Quelles sont vos prévisions pour 2023 ?

Difficile à dire, l’avenir n’a jamais été aussi incertain. Nous avons connu des hauts et des bas ces deux ou trois dernières années et, avec tout ce qui se passe sur le front géopolitique, l’incertitude s’est encore accrue. Pour l’instant, il est difficile d’estimer combien de temps durera la guerre en Ukraine et quel sera son impact sur les prix et les disponibilités des matières premières. Mais une chose est sûre : elle sera largement déterminante pour 2023. En outre, le niveau des prix et la possibilité de le répercuter seront également importants, sans certains acteurs auront à nouveau des difficultés pour maintenir leurs marges. Tous ces éléments détermineront l’avenir de certaines catégories ou marques.
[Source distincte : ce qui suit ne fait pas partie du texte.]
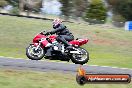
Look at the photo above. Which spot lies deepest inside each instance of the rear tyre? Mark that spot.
(80, 58)
(33, 54)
Personnellement, je m’attends à ce que les volumes subissent une pression supplémentaire, peut-être en partie due au segment ‘out-of-home’, où il y a encore du retard à rattraper. D’un autre côté, la hausse des prix pourrait aussi pousser les consommateurs à surveiller davantage leurs dépenses et faire des choix ciblés. Plus la situation actuelle perdurera, plus elle jouera en faveur des marques de distributeur et des discounters. Cependant, à mesure que la marge de manœuvre financière des familles augmente, les marques ont encore des possibilités. D’ailleurs, je ne pense pas que certaines catégories et marques qui sont très fortes aujourd’hui enregistreront un déclin soudain, maintenant que nous traversons une crise socio-économique. Les marques qui apportent une valeur ajoutée, que ce soit en matière d’image de marque ou de durabilité, parviendront toujours à convaincre les consommateurs de payer ce prix supplémentaire.

Le passage des marques A aux marques de distributeur aura-t-il un impact à long terme ?

C’est possible. Une fois que certaines étapes sont franchies, comme le passage d’une marque A à une marque de distributeur ou d’une marque de distributeur à un ‘private label’ de hard discounter, il y a rarement un retour en arrière. Même si l’impact dépend également de la catégorie : dans certains cas, les marques de distributeur ont une part de marché limitée, alors que dans d’autres, elle est déjà de 80% ou plus. Une fois que les consommateurs auront franchi le pas vers les marques de distributeur et seront convaincus du rapport qualité-prix, il sera difficile pour les marques de les reconquérir, à moins de proposer de nouveaux concepts ou des innovations. Et plus une telle situation perdurera, plus les consommateurs auront confiance en la marque de distributeur et plus ils l’intégreront dans leurs habitudes d’achat. 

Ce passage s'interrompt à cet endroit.